BGE 88 II 145 |
23. Extrait de l'arrêt de la IIe Cour civile du 24 mai 1962 dans la cause Proz contre Berthelier. |
Regeste |
Art. 738 ZGB. Auslegung der Dienstbarkeiten; Rechtsmissbrauch. |
2. Inwieweit liegt in der Erhebung einer Klage des Eigentümers des herrschenden Grundstücks auf Abwehr von Verletzungen der Dienstbarkeit ein Rechtsmissbrauch, wenn er sich nicht zuvor der vom Eigentümer des dienenden Grundstücks nachgesuchten Bewilligung der gegen die Dienstbarkeit verstossenden gewerblichen Baute auf dem Verwaltungsweg widersetzt hatte? (Erw. 3). |
Sachverhalt |
A.- Les parcelles, inscrites actuellement sous no 71, feuille 2, et 517, feuille 2, du cadastre de la commune d'Onex (canton de Genève), sont contiguës.

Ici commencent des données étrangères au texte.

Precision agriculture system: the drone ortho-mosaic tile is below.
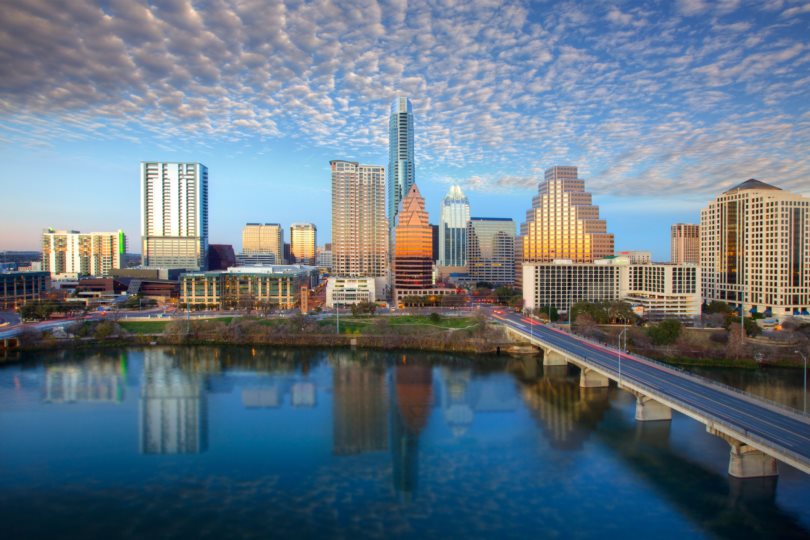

Elles sont grevées depuis 1915, réciproquement l'une en faveur de l'autre, d'une servitude selon laquelle ne peuvent être établis sur aucune d'elles "ni usine, ni industrie bruyante, insalubre, nauséabonde, ni café, brasserie, ni porcherie, ni clinique". Des servitudes analogues ont été créées sur les immeubles voisins.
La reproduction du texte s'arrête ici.